You might not know it based on my scathing recaps of The Last of Us’ second season, but I love this series. I love the moral conundrums it presents, the violent grief it depicts, and the games’ excellent writing that poignantly brings all of those complicated emotions to the surface. What I don’t like is listening to pretty much any of the creative team talk about the series, especially when it comes to weighing in on decade-long discourse around its complex storylines. Even when I agree with series director Neil Druckmann’s interpretation of something, we’d all rather he just let bad readings fester in the corners of the internet than tell us exactly what something means. Nevertheless, he continues to do so in interviews.
In a discussion with the Sacred Symbols podcast (thanks, IGN), Druckmann talked about the end of The Last of Us Part I, which was adapted for television in the HBO show’s first season. In this climactic moment, Joel—a smuggler turned surrogate father to Ellie, the young girl immune to a fungal infection that has leveled the series’ post-apocalyptic world—massacres members of a revolutionary group called the Fireflies who sought to use Ellie’s immunity to create a vaccine. They could potentially have saved millions of lives and helped society rebuild again after decades of ruin. But after months of traveling across the United States to reach the group’s base in Salt Lake City, Joel wasn’t willing to lose Ellie for something as small as the possibility of a world-saving vaccine. After the player fights their way through the facility and escapes with Ellie, Joel lies to her about what happened, and they live happily ever after(?) in Jackson, Wyoming…until the sequel, at least.
It’s a nuanced situation, and ever since The Last of Us launched in 2013, fans have debated the ethics of pretty much every character in this finale. However, one part of the discussion that has persisted is the question of whether or not the Fireflies would have been able to successfully create a cure or vaccine in the first place. This is the post-apocalypse. They’ve got one surgeon here who claims to be able to do the job, and even if they managed to concoct a vaccine, how would they distribute it? All of that is an interesting logistical discussion, but some fans have taken that talking point a step further and tried to claim the potential success of the plan was ever part of Joel’s motivations. It’s very obvious that the man cares about Ellie’s life above all else, and didn’t stop to weigh up the vagueries of vaccine efficacy in a zombie apocalypse I’ve always read these attempts to explain away Joel’s guilt as cope, and the idea that he had a firm confidence that the Fireflies’ attempts would fail as an effort to wash away the reality of Joel’s actions.
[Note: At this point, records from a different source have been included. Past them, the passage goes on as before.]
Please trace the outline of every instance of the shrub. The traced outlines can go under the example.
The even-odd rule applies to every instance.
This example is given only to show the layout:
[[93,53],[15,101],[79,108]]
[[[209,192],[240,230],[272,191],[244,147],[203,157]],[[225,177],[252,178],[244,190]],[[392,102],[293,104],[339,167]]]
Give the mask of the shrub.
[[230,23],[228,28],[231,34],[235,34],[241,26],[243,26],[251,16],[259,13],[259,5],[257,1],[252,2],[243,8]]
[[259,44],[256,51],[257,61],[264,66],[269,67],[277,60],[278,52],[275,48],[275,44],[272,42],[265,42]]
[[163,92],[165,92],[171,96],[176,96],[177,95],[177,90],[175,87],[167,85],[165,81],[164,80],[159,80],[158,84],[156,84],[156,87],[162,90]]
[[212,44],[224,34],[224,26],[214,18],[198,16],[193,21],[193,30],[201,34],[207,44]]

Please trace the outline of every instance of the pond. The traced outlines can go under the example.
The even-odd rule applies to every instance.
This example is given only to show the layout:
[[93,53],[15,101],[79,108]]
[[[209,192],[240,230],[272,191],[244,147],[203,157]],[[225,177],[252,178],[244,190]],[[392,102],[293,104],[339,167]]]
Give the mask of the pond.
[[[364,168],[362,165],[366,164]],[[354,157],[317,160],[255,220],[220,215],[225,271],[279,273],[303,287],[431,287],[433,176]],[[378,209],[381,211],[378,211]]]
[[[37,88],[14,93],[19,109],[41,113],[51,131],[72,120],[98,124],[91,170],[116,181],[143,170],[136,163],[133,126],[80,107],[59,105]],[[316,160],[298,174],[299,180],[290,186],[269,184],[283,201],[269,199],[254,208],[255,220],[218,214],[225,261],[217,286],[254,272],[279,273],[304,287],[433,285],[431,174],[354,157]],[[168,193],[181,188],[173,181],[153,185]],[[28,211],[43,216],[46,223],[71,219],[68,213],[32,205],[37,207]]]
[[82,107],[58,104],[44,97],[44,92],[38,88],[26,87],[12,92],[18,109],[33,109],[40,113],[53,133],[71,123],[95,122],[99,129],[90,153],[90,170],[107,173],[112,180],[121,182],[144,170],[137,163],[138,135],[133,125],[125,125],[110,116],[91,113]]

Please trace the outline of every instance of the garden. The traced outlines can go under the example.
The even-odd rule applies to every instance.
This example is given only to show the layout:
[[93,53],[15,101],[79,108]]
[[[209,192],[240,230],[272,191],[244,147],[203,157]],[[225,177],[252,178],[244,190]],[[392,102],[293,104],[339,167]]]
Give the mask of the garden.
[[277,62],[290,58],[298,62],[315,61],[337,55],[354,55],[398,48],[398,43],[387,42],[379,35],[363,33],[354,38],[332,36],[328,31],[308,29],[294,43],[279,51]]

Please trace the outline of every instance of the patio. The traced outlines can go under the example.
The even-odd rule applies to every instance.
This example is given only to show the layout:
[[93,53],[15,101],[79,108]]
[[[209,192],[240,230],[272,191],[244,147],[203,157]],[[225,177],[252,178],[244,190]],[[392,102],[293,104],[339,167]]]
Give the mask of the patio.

Yet now, Druckmann has confirmed that it was always the intention for the group’s medical team to be able to create the cure, essentially nuking that talking point. Am I upset that we can now put this obviously desperate theory to bed? No. Do I wish Druckmann would stop giving definitive answers to a story that has thrived in ambiguity and interpretation? Absolutely.
“Our intent was yes, they could [make a cure],” Druckmann said. “Now, is our science a little shaky that now people are now questioning it? Sure. Our science is a little shaky and people are now questioning it. I can’t say anything. I can say our intent was that they would have made a cure. That makes the most interesting philosophical question for what Joel does.”
Sure, it’s the most interesting interpretation because it actually interrogates everything you know about Joel based on how he presents. Giving him an out is just refusing to engage with the text. Do you want to debate if the Fireflies were equipped to save the world with a vaccine? That’s an entirely separate discussion from Joel’s motivations. But even so, we don’t need every detail spelt out. Maybe it’s because Druckmann is being constantly interviewed about this series after two games, more remasters than I care to count, and two seasons of television, but the more we talk to this dude (and HBO series showrunner Craig Mazin) and ask him to tell us what it all meant, the less interesting the story can be. I don’t want to know if Druckmann thinks Joel was right. I don’t need the author to tell me what I’m supposed to feel. It’s a major reason why the show bothers me so much, because it loves to tell you what lessons you’re supposed to learn, rather than giving you a second to consider what you feel about it.
I wish we lived in a world where The Last of Us’ marketing got to be as bold as the games. Just let it speak for itself.